The Dunedin City Council will underwrite a limited season of tourist rail services this summer.
Dunedin Railways locomotives and carriages will be brought out of hibernation temporarily to provide the service.
The Trains Not Planes promotion will start with a Santa Express train on December 20, to be followed with two services each Sunday - the Inlander service to Hindon, and the Seasider service to Waitati - until the end of March next year.
The project was expected to cost about $65,000 per month in addition to the company's existing hibernation costs, which were being met by the council. While project costs would be at least partly offset by revenue, it was difficult to predict how much in the current tourism environment.
Hawkins said it was not a relaunch of the company, but the council was pleased to offer at least one more summer of the railway's iconic journeys.
"We've been left under no illusions about the level of public support for this iconic stretch of railway," he said.
"This is now the opportunity to see how it resonates at the box office for locals and visitors alike."
He stressed this was at present a one-off chance.
"Wider decisions about the future of the company are yet to be made, and for now this is a one-off opportunity while Council awaits a report setting out options for the longer-term future of Dunedin Railways," Hawkins said.

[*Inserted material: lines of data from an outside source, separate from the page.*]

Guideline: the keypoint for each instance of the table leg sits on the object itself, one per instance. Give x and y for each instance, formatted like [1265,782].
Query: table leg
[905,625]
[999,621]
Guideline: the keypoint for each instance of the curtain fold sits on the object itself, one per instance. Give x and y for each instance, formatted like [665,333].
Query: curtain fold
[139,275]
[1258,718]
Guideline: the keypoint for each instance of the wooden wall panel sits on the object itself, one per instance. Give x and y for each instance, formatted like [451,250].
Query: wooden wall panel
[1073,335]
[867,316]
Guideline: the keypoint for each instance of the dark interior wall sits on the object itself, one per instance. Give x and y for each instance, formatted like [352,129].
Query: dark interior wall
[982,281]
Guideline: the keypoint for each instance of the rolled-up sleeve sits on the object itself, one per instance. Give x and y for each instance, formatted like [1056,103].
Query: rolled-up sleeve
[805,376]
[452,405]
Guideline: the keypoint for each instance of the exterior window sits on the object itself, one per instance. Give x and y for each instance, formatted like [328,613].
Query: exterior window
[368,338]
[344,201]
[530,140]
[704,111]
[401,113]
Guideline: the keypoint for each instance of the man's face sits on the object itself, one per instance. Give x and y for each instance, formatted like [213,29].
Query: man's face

"In the meantime, we hope residents and visitors to Dunedin alike will take the chance to climb aboard and see the city from a train."
Dunedin Venues Management would operate the project and a small number of fixed term seasonal staff would be employed to supplement the existing Dunedin Railways hibernation team.
Trains could operate safely over summer without needing to address Dunedin Railways' track deferred maintenance needs, which were highlighted by DCHL earlier this year. Decisions on the deferred maintenance requirements would be addressed when the council received a final report on long-term options in early 2021.
Dunedin City Holdings chairperson Keith Cooper said work to evaluate long-term options was progressing well.
"We are now down to a short-list of options. These are being refined before we issue a final report to Council in early 2021. The Trains Not Planes project will generate a range of insights that will be valuable for that report."
The short-listed options look different to Dunedin Railways' previous business model, as expected, he said.